I am grateful that my family would support me financially in a heartbeat if I needed it, but not everybody is lucky enough to have this security blanket. If I am being honest, I would feel somewhere between embarrassed and ashamed to have to ask for money. I know this is probably wrong but I feel like going to university, studying abroad, everything is my decision, so why should my family have to fork out?
And as for the wage of interns, I think I can speak for all of us (at home and abroad) when I say it needs to increase with inflation.
The second UL confession, which caught my eye, was from a student who was trying to organise a protest of sorts where students without accommodation (or those who want to express their anger at how much of a joke the situation is) would camp on the University president's lawn to raise awareness of the issue. The aim of the protest would be to get coverage on RTE on how many students are affected by the issue. It hasn’t happened yet, but I am really hoping it does.

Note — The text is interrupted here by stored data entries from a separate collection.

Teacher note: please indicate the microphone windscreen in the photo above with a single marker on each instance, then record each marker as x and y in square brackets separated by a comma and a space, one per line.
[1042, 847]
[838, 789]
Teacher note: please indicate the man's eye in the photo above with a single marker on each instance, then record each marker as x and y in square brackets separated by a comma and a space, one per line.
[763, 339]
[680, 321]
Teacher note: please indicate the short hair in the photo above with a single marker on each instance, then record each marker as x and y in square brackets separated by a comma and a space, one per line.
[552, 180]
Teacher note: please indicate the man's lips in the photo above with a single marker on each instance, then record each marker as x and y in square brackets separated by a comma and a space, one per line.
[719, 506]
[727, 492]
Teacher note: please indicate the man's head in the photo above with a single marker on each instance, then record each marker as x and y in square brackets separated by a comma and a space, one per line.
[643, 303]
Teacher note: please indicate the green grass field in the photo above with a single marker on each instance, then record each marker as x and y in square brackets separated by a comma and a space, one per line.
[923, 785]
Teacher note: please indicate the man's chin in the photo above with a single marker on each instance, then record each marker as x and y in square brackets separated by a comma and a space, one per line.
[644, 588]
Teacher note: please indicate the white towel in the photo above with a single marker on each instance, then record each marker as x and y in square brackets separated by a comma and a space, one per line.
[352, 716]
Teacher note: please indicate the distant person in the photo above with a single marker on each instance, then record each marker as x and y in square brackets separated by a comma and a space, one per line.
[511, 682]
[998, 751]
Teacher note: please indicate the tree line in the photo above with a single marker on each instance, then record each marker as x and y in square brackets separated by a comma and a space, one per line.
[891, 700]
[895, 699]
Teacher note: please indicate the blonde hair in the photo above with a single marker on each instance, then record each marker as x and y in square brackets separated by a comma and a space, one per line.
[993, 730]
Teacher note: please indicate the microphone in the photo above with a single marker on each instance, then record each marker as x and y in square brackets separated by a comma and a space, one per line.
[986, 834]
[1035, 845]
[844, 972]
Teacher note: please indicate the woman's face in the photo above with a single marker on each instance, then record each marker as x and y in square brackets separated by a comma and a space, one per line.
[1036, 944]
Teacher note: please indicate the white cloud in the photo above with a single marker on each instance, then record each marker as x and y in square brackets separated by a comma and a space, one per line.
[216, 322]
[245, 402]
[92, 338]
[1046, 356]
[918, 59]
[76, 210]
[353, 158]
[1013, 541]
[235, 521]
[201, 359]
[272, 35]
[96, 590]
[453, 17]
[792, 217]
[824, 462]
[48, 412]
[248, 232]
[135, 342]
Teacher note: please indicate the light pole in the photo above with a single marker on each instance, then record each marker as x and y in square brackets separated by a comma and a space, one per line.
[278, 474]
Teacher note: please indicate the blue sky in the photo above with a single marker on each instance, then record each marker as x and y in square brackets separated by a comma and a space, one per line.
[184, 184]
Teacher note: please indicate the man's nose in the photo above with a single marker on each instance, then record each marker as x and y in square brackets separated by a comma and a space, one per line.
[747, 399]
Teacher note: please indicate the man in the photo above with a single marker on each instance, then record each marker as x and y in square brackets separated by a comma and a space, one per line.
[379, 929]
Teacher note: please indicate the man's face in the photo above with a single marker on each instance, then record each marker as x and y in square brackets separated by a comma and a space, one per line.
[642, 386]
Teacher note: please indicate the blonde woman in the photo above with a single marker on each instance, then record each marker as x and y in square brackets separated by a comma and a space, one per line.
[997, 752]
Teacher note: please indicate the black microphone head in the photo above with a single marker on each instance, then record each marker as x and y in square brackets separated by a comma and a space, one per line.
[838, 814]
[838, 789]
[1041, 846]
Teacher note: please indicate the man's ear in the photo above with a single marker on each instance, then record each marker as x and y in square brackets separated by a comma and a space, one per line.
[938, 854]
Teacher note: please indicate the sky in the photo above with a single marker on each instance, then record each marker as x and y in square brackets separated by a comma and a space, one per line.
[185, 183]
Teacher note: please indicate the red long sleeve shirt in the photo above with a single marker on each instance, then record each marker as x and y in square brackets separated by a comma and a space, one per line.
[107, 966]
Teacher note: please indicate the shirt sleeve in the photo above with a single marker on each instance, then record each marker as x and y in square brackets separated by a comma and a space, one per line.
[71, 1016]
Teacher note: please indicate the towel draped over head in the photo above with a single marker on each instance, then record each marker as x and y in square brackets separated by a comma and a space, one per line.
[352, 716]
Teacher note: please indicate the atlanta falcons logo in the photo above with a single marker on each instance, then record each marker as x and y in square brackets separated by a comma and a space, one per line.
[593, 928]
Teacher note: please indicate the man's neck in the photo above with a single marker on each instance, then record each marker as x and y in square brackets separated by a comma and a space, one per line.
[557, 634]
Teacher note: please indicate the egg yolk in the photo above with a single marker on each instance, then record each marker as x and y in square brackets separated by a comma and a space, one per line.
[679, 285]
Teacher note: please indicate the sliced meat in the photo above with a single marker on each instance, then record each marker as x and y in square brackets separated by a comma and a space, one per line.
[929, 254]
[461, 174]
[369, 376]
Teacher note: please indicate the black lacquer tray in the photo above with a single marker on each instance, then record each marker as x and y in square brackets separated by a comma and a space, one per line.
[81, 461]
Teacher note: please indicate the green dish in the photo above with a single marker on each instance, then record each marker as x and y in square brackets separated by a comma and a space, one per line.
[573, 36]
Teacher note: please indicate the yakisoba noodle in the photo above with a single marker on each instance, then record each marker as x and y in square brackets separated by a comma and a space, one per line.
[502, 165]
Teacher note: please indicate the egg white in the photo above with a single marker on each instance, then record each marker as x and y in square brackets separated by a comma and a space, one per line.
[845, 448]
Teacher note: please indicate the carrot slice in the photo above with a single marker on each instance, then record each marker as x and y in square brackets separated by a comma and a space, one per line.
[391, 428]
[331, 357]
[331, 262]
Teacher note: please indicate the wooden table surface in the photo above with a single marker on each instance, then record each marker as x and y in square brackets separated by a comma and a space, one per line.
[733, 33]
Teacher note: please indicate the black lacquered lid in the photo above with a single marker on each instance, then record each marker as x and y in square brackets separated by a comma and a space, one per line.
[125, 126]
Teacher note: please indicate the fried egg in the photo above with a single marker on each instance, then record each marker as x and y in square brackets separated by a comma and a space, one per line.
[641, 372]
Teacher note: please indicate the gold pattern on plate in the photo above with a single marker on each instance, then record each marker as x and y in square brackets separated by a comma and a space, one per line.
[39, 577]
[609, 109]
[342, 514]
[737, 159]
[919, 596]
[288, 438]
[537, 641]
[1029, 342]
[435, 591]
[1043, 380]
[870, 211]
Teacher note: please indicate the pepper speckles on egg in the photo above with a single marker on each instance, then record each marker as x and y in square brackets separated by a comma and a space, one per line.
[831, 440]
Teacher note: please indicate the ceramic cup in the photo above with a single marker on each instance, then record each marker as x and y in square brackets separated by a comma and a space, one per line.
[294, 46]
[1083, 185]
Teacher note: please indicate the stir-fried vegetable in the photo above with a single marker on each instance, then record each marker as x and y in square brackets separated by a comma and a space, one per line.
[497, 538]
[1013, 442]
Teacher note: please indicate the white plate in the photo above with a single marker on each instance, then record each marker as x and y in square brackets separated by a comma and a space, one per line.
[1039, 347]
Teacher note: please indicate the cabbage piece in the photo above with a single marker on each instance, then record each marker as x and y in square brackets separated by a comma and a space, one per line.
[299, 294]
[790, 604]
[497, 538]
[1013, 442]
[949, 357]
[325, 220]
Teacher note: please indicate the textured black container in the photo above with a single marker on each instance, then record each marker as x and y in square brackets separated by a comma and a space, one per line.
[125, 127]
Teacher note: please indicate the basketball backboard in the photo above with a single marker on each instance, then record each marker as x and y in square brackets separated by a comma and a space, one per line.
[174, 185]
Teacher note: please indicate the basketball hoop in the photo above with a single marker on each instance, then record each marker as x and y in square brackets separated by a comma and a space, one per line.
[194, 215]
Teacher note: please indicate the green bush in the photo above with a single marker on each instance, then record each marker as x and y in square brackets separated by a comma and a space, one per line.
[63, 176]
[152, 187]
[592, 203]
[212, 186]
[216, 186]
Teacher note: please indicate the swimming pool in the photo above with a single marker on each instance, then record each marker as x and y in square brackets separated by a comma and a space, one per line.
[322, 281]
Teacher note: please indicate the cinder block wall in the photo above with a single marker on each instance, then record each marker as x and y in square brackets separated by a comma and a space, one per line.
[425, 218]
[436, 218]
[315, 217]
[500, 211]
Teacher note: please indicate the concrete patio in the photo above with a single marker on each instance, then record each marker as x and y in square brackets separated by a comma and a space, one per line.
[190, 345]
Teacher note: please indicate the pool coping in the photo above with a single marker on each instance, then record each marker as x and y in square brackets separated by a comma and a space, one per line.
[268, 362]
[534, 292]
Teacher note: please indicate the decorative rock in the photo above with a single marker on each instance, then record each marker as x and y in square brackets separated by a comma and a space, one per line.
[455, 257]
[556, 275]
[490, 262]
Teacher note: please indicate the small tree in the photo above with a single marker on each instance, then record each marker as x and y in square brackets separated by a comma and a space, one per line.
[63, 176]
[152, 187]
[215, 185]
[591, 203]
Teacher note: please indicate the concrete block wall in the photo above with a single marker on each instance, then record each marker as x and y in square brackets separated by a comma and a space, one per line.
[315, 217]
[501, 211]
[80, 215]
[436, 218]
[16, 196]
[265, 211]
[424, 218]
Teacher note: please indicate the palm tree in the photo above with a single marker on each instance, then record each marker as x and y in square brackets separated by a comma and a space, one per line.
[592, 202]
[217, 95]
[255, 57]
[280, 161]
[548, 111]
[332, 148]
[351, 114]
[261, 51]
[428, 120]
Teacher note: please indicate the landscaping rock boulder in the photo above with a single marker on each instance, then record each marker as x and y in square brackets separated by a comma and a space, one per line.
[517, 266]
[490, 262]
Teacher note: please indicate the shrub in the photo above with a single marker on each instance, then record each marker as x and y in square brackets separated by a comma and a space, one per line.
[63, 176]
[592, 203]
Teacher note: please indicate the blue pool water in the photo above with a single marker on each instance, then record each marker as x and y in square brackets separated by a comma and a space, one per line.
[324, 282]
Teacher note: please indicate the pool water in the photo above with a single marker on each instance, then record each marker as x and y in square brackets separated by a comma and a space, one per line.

I don’t mean to start a new semester with the same old poor student story but I think this year, in particular, students are under a lot of pressure. Those who have secured accommodation are paying far more than what they should be for it and those who don’t are stressed to the hilt about where they are going to live for the incoming academic year.
What's the solution? Could there be a cap on rent for students landlords cannot exceed? Do students and their families need more grant aid? All I know is I am grateful to not be searching for a place in Ireland this year.
Next year, the nightmare that is accommodation will begin.